Brain Drain - the limits of human data
What happens when the amount of data needed to continue exponentially scaling the intelligence of AI models outpaces the capacity of us puny carbon based life forms to produce more text, video, and audio content. I wrote about it recently for the Stack Overflow blog:
One of the most striking things about today's generative AI models is the absolutely enormous amount of data that they train on. Meta wrote, for example, that its Llama 3 model was trained on 15 trillion tokens, which is equal to roughly 44 TERABYTES of disk space. In the case of large language models this usually means terabytes of text from the internet, although the newest generations of multimodal models also train on video, audio, and images.
The internet, like the oceans of planet Earth, has always been viewed as an inexhaustible resource. Not only is it enormous to begin with, but billions of users are adding fresh text, audio, images, and video every day. Recently, however, researchers have begun to examine the impact this data consumption is having.
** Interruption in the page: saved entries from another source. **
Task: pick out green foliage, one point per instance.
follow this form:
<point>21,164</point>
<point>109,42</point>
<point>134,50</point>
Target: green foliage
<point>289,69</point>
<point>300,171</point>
“In a single year (2023-2024) there has been a rapid crescendo of data restrictions from web sources,” write the authors of a paper from the Data Provenance Initiative, a volunteer collective of AI researchers from around the world, including experts from schools like MIT and Harvard, and advisors from companies like Salesforce and Cohere. For some of the largest and most popular collections of open data typically used to train large AI models, as much as 45% has now been restricted. “If respected or enforced, these restrictions are rapidly biasing the diversity, freshness, and scaling laws for general-purpose AI systems.”
You can check out the full piece here.
There are now many examples, of course, of large AI labs and canny startups willing to pay human beings to sit at home all day, chatting with AI, generating fresh input by activating their cerebellums and typing the output into digital receptacles. One hopes that the fission of our chaotic emotional intelligence and Large Language Models can catalyze into something new for both sides.